Threads begginer question

Ok…I read NVIDIA’s CUDA guide and I know how threads are grouped and stuff like that. The thing that confuses me is thread’s and block’s indicies (threadIDx.x etc…) and the number of threads that I have to use?! Give me example, please, how can I add 2 arrays or matricies. I have experience in GPGPU using OpenGL + cg…
Thank you!

guide has an example, which is good;

sdk samples are all worth read.

take your time to read them all :)

Please, please, please write me kernel (pseudo code will be fine) for adding 2 arrays. In OpenGL/cg I had texture indicies and I don’t know how to do same thing with CUDA. I don’t understand things like: C[threadIDx.x * blockIDx.x + blockDim.x] Why like this? I didn’t find explained what are values of block’s/thread’s ID’s…

Thank you

Take a look at this thread:

Ok…This is what bugs me:

global void add_arrays_gpu( float *in1, float *in2, float *out, int Ntot)


   int idx=blockIdx.x*blockDim.x+threadIdx.x;

   if ( idx <Ntot )



int idx=blockIdx.x*blockDim.x+threadIdx.x;

idx covers all elemetns from arrays. Let’s asumme that we have arrays of 16 members so values of idx will be 1 2 3 4 5…16? Am I right? Can u explain me why are u doing this blockIdx.x*blockDim.x+threadIdx.x?

I am so stucked with this…:(

You need to map from a local index to a global index. You know how many blocks you have and how big each block is.

Let’s assume you have an array of 8 elements, and you are using 2 blocks with 5 threads each.

Block 0:
threadIdx.x= 0,1,2,3,4
idx will span: 0,1,2,3,4

Block 1:
threadIdx.x= 0,1,2,3,4
idx will span: 5,6,7,8,9

So idx is covering the initial range plus some (and there is a check in the kernel to see if idx is outside the initial range).

Oh…Thanks a lot man! It is so much clearer now! 1 more question: What are values of threadIDx.y and blockIdx.y?

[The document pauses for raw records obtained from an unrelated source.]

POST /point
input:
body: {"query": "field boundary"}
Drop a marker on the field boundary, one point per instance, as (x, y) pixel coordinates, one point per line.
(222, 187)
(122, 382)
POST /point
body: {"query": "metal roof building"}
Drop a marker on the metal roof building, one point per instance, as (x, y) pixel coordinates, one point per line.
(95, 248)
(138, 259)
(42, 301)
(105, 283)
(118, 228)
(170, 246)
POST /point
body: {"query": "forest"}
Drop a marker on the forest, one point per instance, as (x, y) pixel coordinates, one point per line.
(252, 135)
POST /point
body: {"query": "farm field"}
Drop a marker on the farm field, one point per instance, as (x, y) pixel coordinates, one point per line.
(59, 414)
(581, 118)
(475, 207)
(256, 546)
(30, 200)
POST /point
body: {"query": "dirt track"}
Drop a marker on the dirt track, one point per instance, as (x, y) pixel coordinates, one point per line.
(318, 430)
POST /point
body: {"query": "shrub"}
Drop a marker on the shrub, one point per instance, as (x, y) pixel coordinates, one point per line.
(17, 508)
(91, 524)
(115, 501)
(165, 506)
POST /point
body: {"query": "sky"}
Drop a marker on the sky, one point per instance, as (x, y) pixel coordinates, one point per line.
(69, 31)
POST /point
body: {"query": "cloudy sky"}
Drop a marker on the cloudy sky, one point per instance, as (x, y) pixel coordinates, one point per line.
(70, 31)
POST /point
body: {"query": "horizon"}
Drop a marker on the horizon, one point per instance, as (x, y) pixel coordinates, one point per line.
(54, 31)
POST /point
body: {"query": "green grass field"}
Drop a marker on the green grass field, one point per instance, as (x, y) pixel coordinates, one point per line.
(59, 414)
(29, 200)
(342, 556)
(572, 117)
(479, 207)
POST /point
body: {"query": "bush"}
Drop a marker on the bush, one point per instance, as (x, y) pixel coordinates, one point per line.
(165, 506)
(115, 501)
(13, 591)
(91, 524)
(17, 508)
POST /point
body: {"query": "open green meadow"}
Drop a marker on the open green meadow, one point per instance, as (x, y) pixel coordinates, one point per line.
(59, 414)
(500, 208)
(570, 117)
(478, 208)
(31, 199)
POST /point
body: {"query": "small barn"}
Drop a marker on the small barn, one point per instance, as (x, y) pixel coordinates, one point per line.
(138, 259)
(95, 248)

Edit: What is local index and global index? thread index and block’s/grid’s index?

This example is using a 1D decomposition, so threadIdx.y and blockIdx.y are both zero.

I am using global to refer to the index of the original problem, and local to refer to the index in the decomposed problem.

Tell me this:

If I have 64 blocks and 256 threads I have 4 thread in each block and have allocated arrays like this:

CUDA_SAFE_CALL(cudaMalloc((void**)&dinput, sizeof(float) * NUM_THREADS * 2));

CUDA_SAFE_CALL(cudaMalloc((void**)&doutput, sizeof(float) * NUM_BLOCKS));

CUDA_SAFE_CALL(cudaMalloc((void**)&dtimer, sizeof(clock_t) * NUM_BLOCKS * 2));

blockIDx.x = 0

threadIDx.x = 0 1 2 3

blockIDx.x = 1

threadIDx.x = 0 1 2 3

blockIDx.x = 2

threadIDx.x = 0 1 2 3

blockIDx.x = 3

threadIDx.x = 0 1 2 3






blockIDx.x = 63

threadIDx.x = 0 1 2 3

Is this correct???

What is good example of using threadIDx.y and blockIDx.y values in kernel? (SDK sample or some else)

Edit: …sample with 2d composition